When COVID hit, the gap between growth and housing supply became more readily apparent, she said: tourists once expected to spend money and leave decided to stay, and corporate relocations and remote workers snapped up stock in desirable markets. In the background, the number of households has gone up, while the number of people in an individual household has decreased, spreading more people across a limited number of homes; meanwhile, the number of homes purchased as investment properties has increased nationwide.
But so far, the steady march of growth in Montana has not stirred development significant enough to accommodate the need for housing, nor have wages kept up with the increased cost. In 2019, many of Montana’s high-growth western counties, including Gallatin and Missoula, saw median housing costs that were more than 50 percent of the area median household income, according to data shared Wednesday by Patrick Barkey, the director of BBER — and that’s before the strain brought on in the ensuing two years.
It’s in Bozeman and the surrounding communities where this crunch has perhaps been most acute. Prices increased 41.2 percent in Three Forks between 2016 and 2020, according to Barkey, and by 36 percent in Bozeman and 34 percent in Belgrade over the same period. Even with massive population gain in 2021, new housing starts only gradually increased, he said, and the number of home sales declined from the previous year.
“What we anticipate seeing more of, unfortunately, is a lot more people without housing,” said Heather Grenier, president of the Human Resources Development Council of Bozeman, during the event Wednesday. “Unless something shifts, we don’t see that changing.”

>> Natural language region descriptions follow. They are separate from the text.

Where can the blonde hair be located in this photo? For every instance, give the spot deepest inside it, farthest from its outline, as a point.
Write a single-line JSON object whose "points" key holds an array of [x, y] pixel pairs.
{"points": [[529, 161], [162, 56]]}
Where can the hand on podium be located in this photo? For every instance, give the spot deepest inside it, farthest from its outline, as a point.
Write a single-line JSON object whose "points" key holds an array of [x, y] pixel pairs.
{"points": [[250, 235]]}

Grenier said community development organizations like HRDC are investing what resources they have into creative solutions — converting existing properties like hotels to multifamily housing, for example. But those are only half-measures without a dramatic increase in supply.
She pointed to federal emergency rental assistance funds that many small states, including Montana, had difficulties actually distributing, as another illustration.
“There was a significant amount of rental assistance dollars to the state of Montana, but the problem is there’s no housing units available for people to get in and pay rent,” she said.
Population growth in the state is here to stay, St. Lawrence argued, and it’s up to Montana communities to accept that and shape a sustainable future by building more and more diverse housing. She pointed to a lack of supply and a reticence towards development as key culprits, and called for more openness to new neighbors and new types of housing at all market segments.
“We need to embrace density, we need to embrace infill, we need to embrace housing at varying income levels, we need to embrace different ideas of how we are regulating and reviewing housing,” she said.
Until some relief comes, the price of housing will continue to be a limiting factor on Montana’s economic health, at least for the growing number of people in the state who don’t already own their own homes, Barkey said. It will limit economic development, mobility, the ability for low and medium-wage earners to work in the communities that need them and more, he said.
“High housing costs are an engine of economic inequality,” Barkey added. “In a manner of speaking, older people are getting richer and younger people are getting poorer.”